Попробовал из котелка, смачно, чтобы Катя видела, с удовольствием причмокнул. Оглядел двор, убедился, что все в порядке. Взял на руки Варежку, которая тут же принялась наводить порядок в его темно-русой, густой шевелюре. Сел с ней на лавку, откуда открывался вид на речку. Варежка стала считать пальцы и кричать что-то бабушке, которая вышла из дома. Катя рассказывала маме, что на работе все в порядке, хотя времени совсем нет, что скоро выборы и лицами заклеен весь город, что пробки жуткие, по два часа коптишь на жаре или дрыгнешь на холоде, что продукты и услуги дорожают, а зарплата как-то хитро так растет, что не увеличивается.
Он посмотрел на них, потом дальше, где изгородью шелестел на ветру седой сухостой, шумел талыми водами ручей и во весь горизонт темнел лес за полем. От ручья прорезал слух одинокий зов ястреба. Он высоко над головой поднял Варежку, потеребил игриво.
– Ничего, ничего бы я без вас не делал! Не делал бы совсем ничего!
Чмокнул ее в пухлую щечку и потащил к столу, где мама раздавала приборы, и Катя, усадив ерзающего на месте Сашку, разливала по тарелкам горячий, пахучий обед.
18 мая 2014, М.
Вечером
Восторг надрыва, ничего не говори, какая легкая голова, пустые мысли, глаза дикие, жар обладания: сладкого, счастливого.
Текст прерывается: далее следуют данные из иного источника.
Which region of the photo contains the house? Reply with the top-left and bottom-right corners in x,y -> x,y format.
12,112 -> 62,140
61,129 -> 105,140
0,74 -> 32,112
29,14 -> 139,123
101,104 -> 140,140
После любви, он проводил кончиком пальца по ее животу, выпуклостям ребер, касался теплых розовых губ. Смотрел в окно как сгущается морозный январский вечер. В неге довольства она лежала, закрыв глаза:
– Пойдем гулять? Хочу шоколадного молока.
Оделись легко и быстро, радовались неназванной игре, смеялись над собой. Он боялся упустить что-то важное в ее редких, сочных взглядах. Будто питался чувством к нему в ее глазах. Как драгоценное сокровище, за которым тянулся каждый день, как цветок тянется к рассветным лучам, страшась не заметить капли их счастья.
Вышли в раннюю зимнюю темноту. Снега было не много, но свежего, искрится семицветием. Фальшиво теплые фонари пытались обмануть мороз. Слегка щекотало лицо и холодило ноги. Прохожих почти не было; карельскими валунами, раскиданными ледником, всюду темнели забравшиеся на тротуар машины.
– Не спит никто, – она качнула шапкой серебристого меха в сторону высоток, окружавших со всех сторон. Окна, частые как соты, горели желтым или белым электрическим светом.
– Времени нет, все смешалось, – его охватило необыкновенное чувство этого вечера. Радость восторга жизни бурлила внутри и выплескивалась наружу. – В деревне раньше как: вставай вместе с солнцем, за работу. Ложись – с закатом, потому что завтра снова подъем на рассвете. Электричества нет, керосинка или свечи, лучину жги бережливо. Летом работы невпроворот, день большой, часов в пять на покос. А то и к молитве. Весь день работает крестьянин, поспит разве часок после обеда. Ложится затемно. Зимой рабочий день короток, сон – долгий, вяленный, топи печь по три раза на день, храни тепло. Живешь, чем в лето запасся. И так тысячу лет.